LLamaSharp Examples don't run with CUDA12

I have CUDA 12, I know it works because I ran custom pytorch model for other projects.

But when I try to run LlamaSharp.Examples with LLamaSharp.Backend.Cpu, it works fine. But when I try to use it with LLamaSharp.Backend.Cuda12, it crash right away with the following error:

System.TypeInitializationException
  HResult=0x80131534
  Message=The type initializer for 'LLama.Native.NativeApi' threw an exception.
  Source=LLamaSharp
  StackTrace:
   at LLama.Native.NativeApi.llama_empty_call() in C:\work\Projects\LLamaSharp\LLama\Native\NativeApi.cs:line 27
   at Program.<<Main>$>d__0.MoveNext() in C:\work\Projects\LLamaSharp\LLama.Examples\Program.cs:line 24

  This exception was originally thrown at this call stack:
    LLama.Native.NativeApi.NativeApi() in NativeApi.Load.cs

Inner Exception 1:
RuntimeError: The native library cannot be correctly loaded. It could be one of the following reasons: 
1. No LLamaSharp backend was installed. Please search LLamaSharp.Backend and install one of them. 
2. You are using a device with only CPU but installed cuda backend. Please install cpu backend instead. 
3. One of the dependency of the native library is missed. Please use `ldd` on linux, `dumpbin` on windows and `otool`to check if all the dependency of the native library is satisfied. Generally you could find the libraries under your output folder.
4. Try to compile llama.cpp yourself to generate a libllama library, then use `LLama.Native.NativeLibraryConfig.WithLibrary` to specify it at the very beginning of your code. For more informations about compilation, please refer to LLamaSharp repo on github.

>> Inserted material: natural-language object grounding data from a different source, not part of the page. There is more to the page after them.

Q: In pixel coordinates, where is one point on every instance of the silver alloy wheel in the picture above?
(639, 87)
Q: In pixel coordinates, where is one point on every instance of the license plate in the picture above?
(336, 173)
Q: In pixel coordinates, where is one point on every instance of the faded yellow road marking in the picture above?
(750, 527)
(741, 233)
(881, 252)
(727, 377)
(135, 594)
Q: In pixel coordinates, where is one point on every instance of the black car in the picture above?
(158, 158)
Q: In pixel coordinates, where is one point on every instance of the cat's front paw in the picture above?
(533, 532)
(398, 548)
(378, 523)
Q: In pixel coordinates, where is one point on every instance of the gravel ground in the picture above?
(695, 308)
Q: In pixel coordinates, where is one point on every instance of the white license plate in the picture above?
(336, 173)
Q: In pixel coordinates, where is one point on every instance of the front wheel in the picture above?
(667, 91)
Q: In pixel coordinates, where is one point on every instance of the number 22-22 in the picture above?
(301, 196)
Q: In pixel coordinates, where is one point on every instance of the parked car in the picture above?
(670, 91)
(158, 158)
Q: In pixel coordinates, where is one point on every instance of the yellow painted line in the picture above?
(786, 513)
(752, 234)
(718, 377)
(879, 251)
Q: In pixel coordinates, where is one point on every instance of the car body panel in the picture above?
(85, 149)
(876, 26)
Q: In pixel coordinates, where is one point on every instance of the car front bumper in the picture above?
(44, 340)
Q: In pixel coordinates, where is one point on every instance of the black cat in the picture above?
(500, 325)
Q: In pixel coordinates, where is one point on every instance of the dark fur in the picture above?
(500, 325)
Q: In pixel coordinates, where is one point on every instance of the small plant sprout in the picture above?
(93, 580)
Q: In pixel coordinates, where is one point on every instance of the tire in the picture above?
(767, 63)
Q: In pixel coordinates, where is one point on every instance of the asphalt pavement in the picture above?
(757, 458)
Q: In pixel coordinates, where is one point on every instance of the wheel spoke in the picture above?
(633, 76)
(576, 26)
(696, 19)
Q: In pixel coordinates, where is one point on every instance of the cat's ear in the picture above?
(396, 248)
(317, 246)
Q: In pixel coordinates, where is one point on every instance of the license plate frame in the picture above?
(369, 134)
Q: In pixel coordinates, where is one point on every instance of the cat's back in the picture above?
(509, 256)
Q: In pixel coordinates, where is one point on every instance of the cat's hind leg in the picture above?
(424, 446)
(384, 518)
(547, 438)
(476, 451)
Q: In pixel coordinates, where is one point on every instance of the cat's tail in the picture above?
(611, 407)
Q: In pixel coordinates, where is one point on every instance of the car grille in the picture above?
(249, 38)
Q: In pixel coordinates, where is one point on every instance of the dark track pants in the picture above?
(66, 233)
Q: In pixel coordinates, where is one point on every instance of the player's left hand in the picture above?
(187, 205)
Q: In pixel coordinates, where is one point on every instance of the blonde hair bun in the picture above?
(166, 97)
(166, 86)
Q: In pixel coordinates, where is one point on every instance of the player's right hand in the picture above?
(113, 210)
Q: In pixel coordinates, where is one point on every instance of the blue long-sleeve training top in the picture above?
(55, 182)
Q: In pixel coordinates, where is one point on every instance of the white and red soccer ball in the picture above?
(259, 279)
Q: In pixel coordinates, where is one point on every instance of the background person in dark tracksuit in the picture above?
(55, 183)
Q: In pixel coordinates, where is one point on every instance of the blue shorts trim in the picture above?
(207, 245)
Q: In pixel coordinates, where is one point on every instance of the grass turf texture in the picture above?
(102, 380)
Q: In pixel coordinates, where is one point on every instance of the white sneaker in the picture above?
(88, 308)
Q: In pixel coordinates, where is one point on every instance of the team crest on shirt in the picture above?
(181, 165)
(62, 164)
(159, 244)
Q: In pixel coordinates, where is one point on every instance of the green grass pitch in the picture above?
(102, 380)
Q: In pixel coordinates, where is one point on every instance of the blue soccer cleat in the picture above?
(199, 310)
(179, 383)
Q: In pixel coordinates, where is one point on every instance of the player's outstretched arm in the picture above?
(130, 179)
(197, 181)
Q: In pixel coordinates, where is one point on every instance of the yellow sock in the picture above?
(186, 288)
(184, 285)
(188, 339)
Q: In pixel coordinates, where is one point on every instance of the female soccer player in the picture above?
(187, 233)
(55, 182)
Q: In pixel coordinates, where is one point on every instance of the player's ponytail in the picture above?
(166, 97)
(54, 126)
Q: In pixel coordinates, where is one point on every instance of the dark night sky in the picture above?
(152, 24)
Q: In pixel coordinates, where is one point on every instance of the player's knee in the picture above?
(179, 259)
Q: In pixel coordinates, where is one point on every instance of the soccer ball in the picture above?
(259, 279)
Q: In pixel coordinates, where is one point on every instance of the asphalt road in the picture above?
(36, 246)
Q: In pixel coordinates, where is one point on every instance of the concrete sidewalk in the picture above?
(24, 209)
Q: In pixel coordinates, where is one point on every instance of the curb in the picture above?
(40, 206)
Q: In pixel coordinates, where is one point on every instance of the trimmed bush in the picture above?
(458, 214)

I tried running the project in Debug, also with GPU in the configuration manager, tried running it in .net 8, .net 6, and all combinations but always the same error. I am running the latest version for the nuget packages, 0.10.0.

Mar 13 '24 17:03 EtienneT

You have probably added both backends CPU and CUDA. That is the reason for the crash. You need to remove one and thus keep only one backend.

Mar 14 '24 14:03 zsogitbe

Pretty sure I was testing it one at a time. I just to confirm I tested it again this morning, making sure GPU was alone:

Also to make sure, I deleted the bin and obj folders of the example project before testing again.

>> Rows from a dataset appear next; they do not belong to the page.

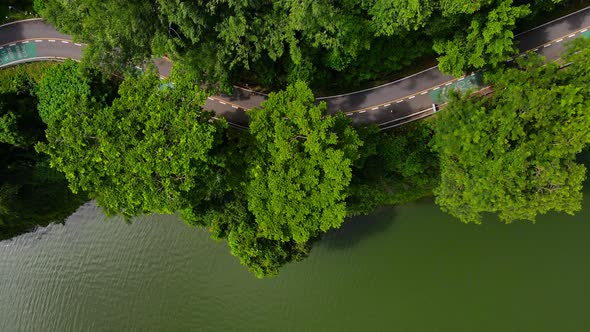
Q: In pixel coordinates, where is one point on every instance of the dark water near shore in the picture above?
(408, 268)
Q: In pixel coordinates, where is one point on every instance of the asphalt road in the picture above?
(388, 105)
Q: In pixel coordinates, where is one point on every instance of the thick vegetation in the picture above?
(31, 193)
(514, 153)
(280, 42)
(140, 145)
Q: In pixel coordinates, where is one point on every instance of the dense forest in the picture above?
(270, 43)
(31, 192)
(139, 145)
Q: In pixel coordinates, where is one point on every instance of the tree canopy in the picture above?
(301, 166)
(31, 194)
(514, 153)
(147, 151)
(275, 43)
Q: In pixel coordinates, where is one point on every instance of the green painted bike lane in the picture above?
(12, 53)
(472, 82)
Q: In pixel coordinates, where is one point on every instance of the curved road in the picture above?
(388, 105)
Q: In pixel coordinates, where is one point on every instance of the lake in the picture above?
(405, 268)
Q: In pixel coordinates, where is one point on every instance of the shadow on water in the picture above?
(357, 229)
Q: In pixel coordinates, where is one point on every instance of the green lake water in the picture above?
(407, 268)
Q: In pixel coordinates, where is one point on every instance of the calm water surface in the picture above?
(408, 268)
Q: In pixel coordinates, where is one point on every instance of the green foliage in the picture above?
(149, 151)
(301, 166)
(397, 166)
(31, 194)
(276, 43)
(487, 41)
(514, 153)
(120, 33)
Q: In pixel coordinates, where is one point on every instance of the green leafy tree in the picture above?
(301, 166)
(396, 166)
(487, 41)
(31, 194)
(119, 33)
(514, 153)
(151, 150)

Same problem unfortunately.

Mar 14 '24 14:03 EtienneT

llava_shared.dll is missing in the distribution for CUDA v12. Try to download it from llama.cpp and put it manually into the right runtime folder.

Mar 14 '24 14:03 zsogitbe

Took this file from llama.cpp: llama-b2418-bin-win-cublas-cu12.2.0-x64.zip, then got the llava_shared.dll file and put it in LLama.Examples\bin\Debug\net8.0\runtimes\win-x64\native\cuda12.

Same problem.

Mar 14 '24 14:03 EtienneT

Try the right version maybe: https://github.com/ggerganov/llama.cpp/tree/d71ac90985854b0905e1abba778e407e17f9f887 The C++ dlls need to be compatible.

Mar 14 '24 14:03 zsogitbe

I will introduce the libraries in the Update Binary artifacts ASAP

Mar 14 '24 21:03 SignalRT

Even despite todays update, this issue persists.

Apr 01 '24 01:04 KieranFoot

Hi, it could be confirmed as a BUG since it persists in v0.11.1. Could you please provide some information for us to find the problem? @KieranFoot @EtienneT

What is your full cuda version?
What is your CPU and GPU device? (It would be best if you follow this guide to print the cpu information)
Are you using x86 or x64?

Apr 01 '24 06:04 SanftMonster

This seems to be fixed for me now in the latest version.

Thanks,

Apr 01 '24 15:04 EtienneT

@AsakusaRinne Apologies, it isn't made clear in the repos docs that additional files are needed to use CUDA12. I assumed it would work out of the box as CUDA11 does.

Possibly the documentation could be improved to reflect this.

Apr 11 '24 22:04 KieranFoot

@KieranFoot Is it because you installed CUDA12 instead of CUDA11?

Apr 12 '24 06:04 SanftMonster

@AsakusaRinne I never installed CUDA11 manually, it just worked. So, when I switched the code to use CUDA12, I wrongly assumed it would also work out of the box.

Apr 12 '24 08:04 KieranFoot

I never installed CUDA11 manually, it just worked. So, when I switched the code to use CUDA12, I wrongly assumed it would also work out of the box.

It's weird that CUDA11 backend could work without CUDA installed. Have you ever installed cublas?

Apr 12 '24 10:04 SanftMonster

You need to update your display driver. Here is a reference: https://tech.amikelive.com/node-930/cuda-compatibility-of-nvidia-display-gpu-drivers/comment-page-1/

Apr 12 '24 11:04 zsogitbe

@martindevans If I'm not misunderstanding it, we could append some cublas files to the same folder of llama.dll to make it possible to run cuda backend without having cuda installed? As shown in llama.cpp releases, there's a compressed file named cudart-llama-bin-win-cu11.7.1-x64.zip, which contains cublas64_11.dll, cublasLt64_11.dll and cudart64_110.dll.

Apr 12 '24 15:04 SanftMonster

I don't know much about CUDA, but yes I think that would fix it (Onkitova tested it out in https://github.com/SciSharp/LLamaSharp/pull/371)

Last time we discussed this (ref) I think we decided they were too big to include in the main CUDA packages, but instead we could create another package which the CUDA packages depend on.

Apr 12 '24 16:04 martindevans

I don't know much about CUDA, but yes I think that would fix it (Onkitova tested it out in #371)

Last time we discussed this (ref) I think we decided they were too big to include in the main CUDA packages, but instead we could create another package which the CUDA packages depend on.

Yes, thank you for the clarification. I'll look into this issue. :)

Apr 12 '24 18:04 SanftMonster